How to list directory contents of a web folder via linux command?

Discussion in 'Operating Systems' started by Special K, Dec 5, 2012.

  1. Special K

    Special K Diamond Member

    Joined:
    Jun 18, 2000
    Messages:
    7,101
    Likes Received:
    0
    This seems like it would be simple, but google is failing me. How can I retrieve a listing of the files contained within a directory on a website? I know about wget and curl, but those only seem to work when you know the exact filename. Is there a way to simply retrive a listing of the files in a particular directory?
     
    #1 Special K, Dec 5, 2012
    Last edited: Dec 5, 2012
  2. Loading...

    Similar Threads - list directory contents Forum Date
    List operating system in Windows 2000 Active Directory Operating Systems Mar 9, 2007
    Needing list of directories to wipe my pc (win xp pro) Operating Systems Aug 22, 2003
    Active Directory User Access Listing? Operating Systems Aug 28, 2002
    Directory content listing Operating Systems Aug 23, 2001
    Is there an easy way to list the contents of a directory in Win2k? Operating Systems Dec 8, 2000

  3. ViRGE

    ViRGE Elite Member, Moderator Emeritus

    Joined:
    Oct 9, 1999
    Messages:
    31,349
    Likes Received:
    91
    If we're talking about over HTTP, you can't. Unless it's setup to show the directory listing, then that information is intentionally hidden and cannot be made to show itself.

    Now if you have access to the box, then a simple ls in the directory you want more information on will suffice.
     
  4. Special K

    Special K Diamond Member

    Joined:
    Jun 18, 2000
    Messages:
    7,101
    Likes Received:
    0
    Yes, this is over HTTP. I found a site with a daily podcast I want to check out, and I want to setup a script to automatically download the latest one each night. The podcasts have a regular format, except for an underscore at the end followed by what appears to be random characters, or at least characters without any discernable pattern. The filenames do have the current date in them.

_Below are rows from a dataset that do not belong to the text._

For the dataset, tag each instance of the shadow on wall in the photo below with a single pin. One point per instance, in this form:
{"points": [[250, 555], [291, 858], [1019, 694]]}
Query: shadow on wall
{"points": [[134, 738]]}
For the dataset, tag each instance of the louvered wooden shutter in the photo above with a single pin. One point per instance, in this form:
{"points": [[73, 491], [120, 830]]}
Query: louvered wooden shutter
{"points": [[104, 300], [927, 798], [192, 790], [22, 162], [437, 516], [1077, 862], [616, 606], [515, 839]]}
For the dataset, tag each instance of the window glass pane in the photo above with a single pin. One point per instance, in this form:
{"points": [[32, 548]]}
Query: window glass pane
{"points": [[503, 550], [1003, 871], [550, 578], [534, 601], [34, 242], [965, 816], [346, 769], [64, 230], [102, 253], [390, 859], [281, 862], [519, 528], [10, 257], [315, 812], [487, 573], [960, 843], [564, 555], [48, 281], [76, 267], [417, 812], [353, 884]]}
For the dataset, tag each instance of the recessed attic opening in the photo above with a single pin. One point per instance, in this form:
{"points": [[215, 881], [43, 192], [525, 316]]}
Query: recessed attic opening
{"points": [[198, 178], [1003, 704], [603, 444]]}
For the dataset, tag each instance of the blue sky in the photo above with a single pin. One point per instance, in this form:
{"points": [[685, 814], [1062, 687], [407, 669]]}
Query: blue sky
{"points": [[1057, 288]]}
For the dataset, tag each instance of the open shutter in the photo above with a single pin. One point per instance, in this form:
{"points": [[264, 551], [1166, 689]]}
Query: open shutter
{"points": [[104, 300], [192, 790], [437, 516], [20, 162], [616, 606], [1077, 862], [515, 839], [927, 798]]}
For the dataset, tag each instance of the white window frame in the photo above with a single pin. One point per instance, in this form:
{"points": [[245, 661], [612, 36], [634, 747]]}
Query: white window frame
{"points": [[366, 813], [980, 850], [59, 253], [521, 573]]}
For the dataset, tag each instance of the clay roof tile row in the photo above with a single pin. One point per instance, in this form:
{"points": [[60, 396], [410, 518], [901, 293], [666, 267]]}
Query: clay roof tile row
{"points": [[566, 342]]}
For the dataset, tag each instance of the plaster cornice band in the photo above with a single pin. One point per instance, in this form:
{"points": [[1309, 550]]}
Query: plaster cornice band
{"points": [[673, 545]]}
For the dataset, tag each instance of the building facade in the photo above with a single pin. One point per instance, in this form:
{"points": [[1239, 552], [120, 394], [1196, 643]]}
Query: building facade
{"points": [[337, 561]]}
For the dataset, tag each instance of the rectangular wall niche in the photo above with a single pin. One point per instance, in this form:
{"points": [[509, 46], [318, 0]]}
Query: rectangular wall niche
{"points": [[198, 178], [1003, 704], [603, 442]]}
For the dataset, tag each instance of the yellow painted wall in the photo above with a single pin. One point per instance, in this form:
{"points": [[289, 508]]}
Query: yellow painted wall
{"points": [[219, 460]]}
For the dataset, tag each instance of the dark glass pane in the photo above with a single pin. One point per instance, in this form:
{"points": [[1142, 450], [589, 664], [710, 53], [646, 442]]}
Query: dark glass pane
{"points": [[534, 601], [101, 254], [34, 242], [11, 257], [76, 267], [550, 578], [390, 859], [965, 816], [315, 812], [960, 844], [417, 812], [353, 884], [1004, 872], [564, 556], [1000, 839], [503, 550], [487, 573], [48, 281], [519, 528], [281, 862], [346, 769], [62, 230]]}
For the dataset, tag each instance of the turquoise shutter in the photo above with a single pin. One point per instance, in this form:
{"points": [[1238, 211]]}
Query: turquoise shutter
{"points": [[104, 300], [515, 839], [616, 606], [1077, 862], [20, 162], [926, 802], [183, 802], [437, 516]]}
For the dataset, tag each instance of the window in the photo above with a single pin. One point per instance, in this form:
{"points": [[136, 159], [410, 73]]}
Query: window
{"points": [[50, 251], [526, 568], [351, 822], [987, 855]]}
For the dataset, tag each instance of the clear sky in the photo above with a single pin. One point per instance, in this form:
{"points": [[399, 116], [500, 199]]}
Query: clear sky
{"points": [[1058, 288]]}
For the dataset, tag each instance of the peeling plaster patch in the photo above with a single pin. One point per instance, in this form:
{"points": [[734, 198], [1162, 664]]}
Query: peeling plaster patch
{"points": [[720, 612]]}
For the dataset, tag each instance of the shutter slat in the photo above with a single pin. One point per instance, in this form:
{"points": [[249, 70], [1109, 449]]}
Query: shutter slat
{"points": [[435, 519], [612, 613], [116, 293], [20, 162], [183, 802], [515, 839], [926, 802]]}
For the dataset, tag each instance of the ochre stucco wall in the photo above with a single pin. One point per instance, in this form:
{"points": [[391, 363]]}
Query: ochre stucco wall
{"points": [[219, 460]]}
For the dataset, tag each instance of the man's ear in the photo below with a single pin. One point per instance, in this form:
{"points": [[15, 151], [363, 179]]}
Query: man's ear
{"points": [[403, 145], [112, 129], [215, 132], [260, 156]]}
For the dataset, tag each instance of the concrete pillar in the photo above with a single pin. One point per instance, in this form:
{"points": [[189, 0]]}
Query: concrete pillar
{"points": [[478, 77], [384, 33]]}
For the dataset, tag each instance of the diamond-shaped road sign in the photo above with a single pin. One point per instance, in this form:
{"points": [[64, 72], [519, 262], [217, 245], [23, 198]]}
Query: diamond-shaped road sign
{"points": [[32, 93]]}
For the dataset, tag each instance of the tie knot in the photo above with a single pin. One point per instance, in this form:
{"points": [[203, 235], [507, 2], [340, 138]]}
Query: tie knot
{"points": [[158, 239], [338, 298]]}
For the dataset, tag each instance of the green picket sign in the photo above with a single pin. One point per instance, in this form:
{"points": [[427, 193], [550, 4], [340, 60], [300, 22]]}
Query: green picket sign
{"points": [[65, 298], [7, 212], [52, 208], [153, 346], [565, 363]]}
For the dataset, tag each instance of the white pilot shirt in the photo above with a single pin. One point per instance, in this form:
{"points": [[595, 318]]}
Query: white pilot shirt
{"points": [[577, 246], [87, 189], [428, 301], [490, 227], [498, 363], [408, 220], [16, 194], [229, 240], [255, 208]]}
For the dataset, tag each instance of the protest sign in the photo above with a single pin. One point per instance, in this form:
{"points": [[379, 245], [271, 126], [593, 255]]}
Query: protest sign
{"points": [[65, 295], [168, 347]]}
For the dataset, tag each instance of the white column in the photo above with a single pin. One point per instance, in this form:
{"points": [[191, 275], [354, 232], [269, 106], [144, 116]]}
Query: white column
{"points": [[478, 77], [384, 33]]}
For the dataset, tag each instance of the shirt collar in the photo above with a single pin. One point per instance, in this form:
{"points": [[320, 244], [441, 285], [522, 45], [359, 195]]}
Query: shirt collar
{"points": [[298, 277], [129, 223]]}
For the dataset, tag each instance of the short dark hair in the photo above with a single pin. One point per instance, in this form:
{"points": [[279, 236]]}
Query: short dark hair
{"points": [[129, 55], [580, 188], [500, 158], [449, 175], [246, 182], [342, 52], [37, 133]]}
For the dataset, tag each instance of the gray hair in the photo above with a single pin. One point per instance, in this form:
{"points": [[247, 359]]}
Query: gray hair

    UPDATE: I have discovered that the "random" characters are actually a 4-digit code that specifies the time the podcast was uploaded. For example, if the podcast was uploaded at 3:13 AM, the podcast file would end with _0131a. Nevertheless, this still doesn't help me, as the podcasts are uploaded at more or less random times. All I can be sure of is that there will be one AM and one PM podcast each day.

    How can I download the latest one of these automatically if I don't know the exact complete filename? If I could do directory listings it would be simple.
     
    #3 Special K, Dec 5, 2012
    Last edited: Dec 5, 2012
  5. jimmybgood9

    jimmybgood9 Member

    Joined:
    Sep 6, 2012
    Messages:
    59
    Likes Received:
    0
    Read wget's manpage. It supports recursive retrieval of web content and spidering. Try something like:

    wget --spider -np -r -l 1 -A podcast_* http://site.com/podcasts/
     
  6. Special K

    Special K Diamond Member

    Joined:
    Jun 18, 2000
    Messages:
    7,101
    Likes Received:
    0
    Thanks jimmybgood9, I'll have to investigate that.
     
  7. ViRGE

    ViRGE Elite Member, Moderator Emeritus

    Joined:
    Oct 9, 1999
    Messages:
    31,349
    Likes Received:
    91
    Use their RSS feed to get the URL. This scenario is precisely what it's for.
     
  8. Special K

    Special K Diamond Member

    Joined:
    Jun 18, 2000
    Messages:
    7,101
    Likes Received:
    0
    How would I do that via command line in linux?
     
  9. ViRGE

    ViRGE Elite Member, Moderator Emeritus

    Joined:
    Oct 9, 1999
    Messages:
    31,349
    Likes Received:
    91
    It sounds like Podracer will do the trick for you.
     
  10. Special K

    Special K Diamond Member

    Joined:
    Jun 18, 2000
    Messages:
    7,101
    Likes Received:
    0
    Is listing directory contents over HTTP a security risk or something? Why wouldn't they allow a user to do that?

    They can always restrict what directories a user can view, but if all the files in a directory are downloadable by anyone, then I don't see the harm in allowing users to do an ls in that directory.
     
  11. ViRGE

    ViRGE Elite Member, Moderator Emeritus

    Joined:
    Oct 9, 1999
    Messages:
    31,349
    Likes Received:
    91
    That's exactly it. They don't want every document visible, especially if there are settings files located in that directory or if it means server side scripts that should be executed get transmitted to the user instead. Furthermore a lot of sites like to have directories jump to an index of some kind (ex: forums.anandtech.com really goes to forums.anandtech.com/index.php), which requires that a directly redirect to that file. There's no convention in HTTP for both doing that and showing the contents of a directory, it's one or the other.

    Honestly this is why FTP was invented. However that's all but gone by the wayside for most download services now.